As grandes obras são intemporais. Elas antecipam os factos, as situações, os sentimentos, fazendo com que a sua leitura se torne pertinente, útil e esclarecedora, mesmo que já vários séculos tenham passado sobre o tempo em que foram produzidas. A riqueza do seu conteúdo ajuda-nos a compreender a realidade do nosso viver. A certeza das suas análises, conduz o nosso pensamento para uma compreensão iluminada das questões. A frase justa, exacta, precisa, torna simples expressar aquilo que de facto pretendemos dizer ou escrever:
 
Uma das coisas de que se devem acusar e fazer grande escrúpulo os governantes, é dos pecados do tempo.
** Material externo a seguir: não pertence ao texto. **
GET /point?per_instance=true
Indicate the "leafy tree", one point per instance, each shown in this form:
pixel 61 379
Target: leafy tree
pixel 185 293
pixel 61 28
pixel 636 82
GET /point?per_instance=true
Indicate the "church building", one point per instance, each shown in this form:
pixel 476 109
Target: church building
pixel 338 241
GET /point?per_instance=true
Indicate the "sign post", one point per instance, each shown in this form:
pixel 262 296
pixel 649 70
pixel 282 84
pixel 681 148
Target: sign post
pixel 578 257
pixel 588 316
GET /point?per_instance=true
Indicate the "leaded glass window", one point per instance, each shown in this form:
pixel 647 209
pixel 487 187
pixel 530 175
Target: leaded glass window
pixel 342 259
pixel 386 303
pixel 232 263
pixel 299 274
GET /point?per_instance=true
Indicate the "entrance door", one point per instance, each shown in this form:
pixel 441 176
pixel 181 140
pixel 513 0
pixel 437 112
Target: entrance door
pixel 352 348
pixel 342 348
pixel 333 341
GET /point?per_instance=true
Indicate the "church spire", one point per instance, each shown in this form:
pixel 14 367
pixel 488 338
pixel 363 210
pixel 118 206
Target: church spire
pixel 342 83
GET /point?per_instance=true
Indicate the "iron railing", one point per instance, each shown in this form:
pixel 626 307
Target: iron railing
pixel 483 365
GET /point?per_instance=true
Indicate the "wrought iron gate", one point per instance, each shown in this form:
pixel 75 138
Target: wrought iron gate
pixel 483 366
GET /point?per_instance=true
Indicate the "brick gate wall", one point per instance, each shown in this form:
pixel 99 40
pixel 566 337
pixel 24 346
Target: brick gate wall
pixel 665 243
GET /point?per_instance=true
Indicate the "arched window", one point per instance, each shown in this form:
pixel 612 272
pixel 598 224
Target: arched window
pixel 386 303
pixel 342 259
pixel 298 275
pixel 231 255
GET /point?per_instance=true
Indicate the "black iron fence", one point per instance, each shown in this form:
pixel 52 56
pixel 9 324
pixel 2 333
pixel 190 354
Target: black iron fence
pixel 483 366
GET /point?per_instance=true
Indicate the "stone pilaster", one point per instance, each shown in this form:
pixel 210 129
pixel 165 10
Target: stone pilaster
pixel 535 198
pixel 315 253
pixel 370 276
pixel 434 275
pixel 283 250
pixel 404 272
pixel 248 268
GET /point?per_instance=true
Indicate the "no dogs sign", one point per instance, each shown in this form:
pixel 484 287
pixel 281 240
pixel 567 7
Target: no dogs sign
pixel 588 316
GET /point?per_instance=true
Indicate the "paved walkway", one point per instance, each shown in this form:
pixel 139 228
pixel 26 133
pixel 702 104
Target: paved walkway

Porque fizeram no mês que vem o que se havia de fazer no passado; porque fizeram amanhã o que se havia de fazer hoje; porque fizeram depois o que se havia de fazer agora; porque logo o que se havia de fazer já.
Tão delicadas quanto isto hão-de ser as consciências dos que governam, em matérias de momento.
O governante que não fez grande escrúpulo de momentos não anda em bom estado; a fazenda (os bens) pode restituir-se, a fama, ainda que mal, também se restitui. Mas o tempo não tem restituição alguma.
(Padre António Vieira, século XVII)
 
Partindo deste texto constatem quanto prejudicam as populações os governantes que adiam, protelam, esquecem e deixam de fazer o que estava prometido ao povo, porque apenas agem segundo aquilo que é o seu próprio interesse.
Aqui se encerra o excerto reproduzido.